Hayward Is Sacrificial Lamb Sent to Siberia: Rogers
The changes at the top of BP's management announced Tuesday are just a symbolic gesture, Jim Rogers, chairman of Rogers Holdings, told CNBC in an interview.
BP confirmed that embattled CEO Tony Hayward will step down in October, to be succeeded by fellow executive director Robert Dudley. At the same it reported a $17 billion loss for the second quarter.
"Tony Hayward happened to be at the wrong place at the wrong time, they needed a sacrificial lamb, they have sent a sacrificial lamb to Siberia," Rogers said.
"I think he'll have more fun in Siberia than in Mississippi or Alabama right now because he's so disliked down there," he added.
Rogers, a hedge fund pioneer who started the Quantum Fund with George Soros 1970, is not taking any position on BP stock, because in cases of oil disasters like this, "there is plenty of time to watch and wait."
BP announced that Dudley, the US executive managing BP's efforts to respond to the spill in the Gulf of Mexico, will get the CEO job on Oct. 1.

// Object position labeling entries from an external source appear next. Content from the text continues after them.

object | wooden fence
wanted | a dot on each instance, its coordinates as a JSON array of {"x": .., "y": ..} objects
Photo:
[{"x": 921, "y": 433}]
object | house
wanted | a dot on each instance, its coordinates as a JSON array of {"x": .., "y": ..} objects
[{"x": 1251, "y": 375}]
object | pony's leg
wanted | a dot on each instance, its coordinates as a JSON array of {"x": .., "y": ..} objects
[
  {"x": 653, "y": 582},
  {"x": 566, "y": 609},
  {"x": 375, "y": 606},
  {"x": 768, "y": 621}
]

Hayward has come under intense criticism from US politicians for the company's reaction to the worst oil spill in US history.
"A lot of this is politicians just trying to get themselves on TV or in the press to make a name for themselves. They have not helped this at all," Rogers said.
He said that many of the problems in this case stemmed from the fact that "the government has improper regulations or didn't supervise things in the first place."
"Whenever something goes wrong, unfortunately in America, we blame other people. Especially politicians always find somebody to blame; instead of acknowledging their own responsibilities to some extent, they blame other people."
Rogers said he does not expect a takeover of BP because the potential liabilities "are so huge."